ECLI:NL:RVS:2007:BA1809
Raad van State
- Hoger beroep
- T.M.A. Claessens
- A.W.M. Bijloos
- D. Roemers
- Rechtspraak.nl
Hoger beroep inzake gezinshereniging en de toepassing van de Richtlijn 2003/86/EG
In deze zaak gaat het om een hoger beroep van een appellant tegen de uitspraak van de rechtbank 's Gravenhage, nevenzittingsplaats Haarlem, die op 17 november 2006 zijn beroep ongegrond verklaarde. De appellant had een aanvraag ingediend bij de Minister van Buitenlandse Zaken voor een machtiging tot voorlopig verblijf, welke aanvraag op 17 december 2004 werd afgewezen. Het bezwaar dat de appellant hiertegen indiende, werd op 29 november 2005 door de minister ongegrond verklaard.
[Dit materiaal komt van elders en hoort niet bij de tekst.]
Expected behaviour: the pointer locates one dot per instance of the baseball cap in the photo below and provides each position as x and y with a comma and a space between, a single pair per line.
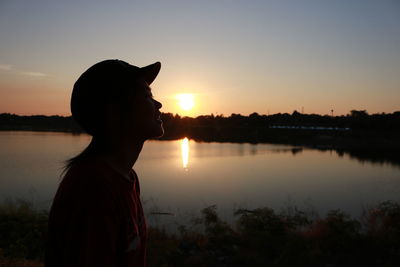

De rechtbank bevestigde deze beslissing, waarop de appellant in hoger beroep ging bij de Raad van State.
De Raad van State overwoog dat de vader van de appellant ten tijde van het besluit op bezwaar de Nederlandse nationaliteit had en dus burger van de Unie was. Dit leidde tot de conclusie dat de Richtlijn 2003/86/EG, die betrekking heeft op het recht op gezinshereniging, niet van toepassing was op de appellant. De Raad bevestigde dat de grieven van de appellant niet konden leiden tot vernietiging van de eerdere uitspraak, omdat deze geen vragen opriepen die in het belang van de rechtseenheid of rechtsontwikkeling beantwoord moesten worden.
De uitspraak van de Raad van State werd gedaan in naam der Koningin en bevestigde de eerdere uitspraak van de rechtbank, met verbetering van de gronden. De Raad oordeelde dat er geen aanleiding was voor een proceskostenveroordeling. De uitspraak werd openbaar uitgesproken op 20 maart 2007.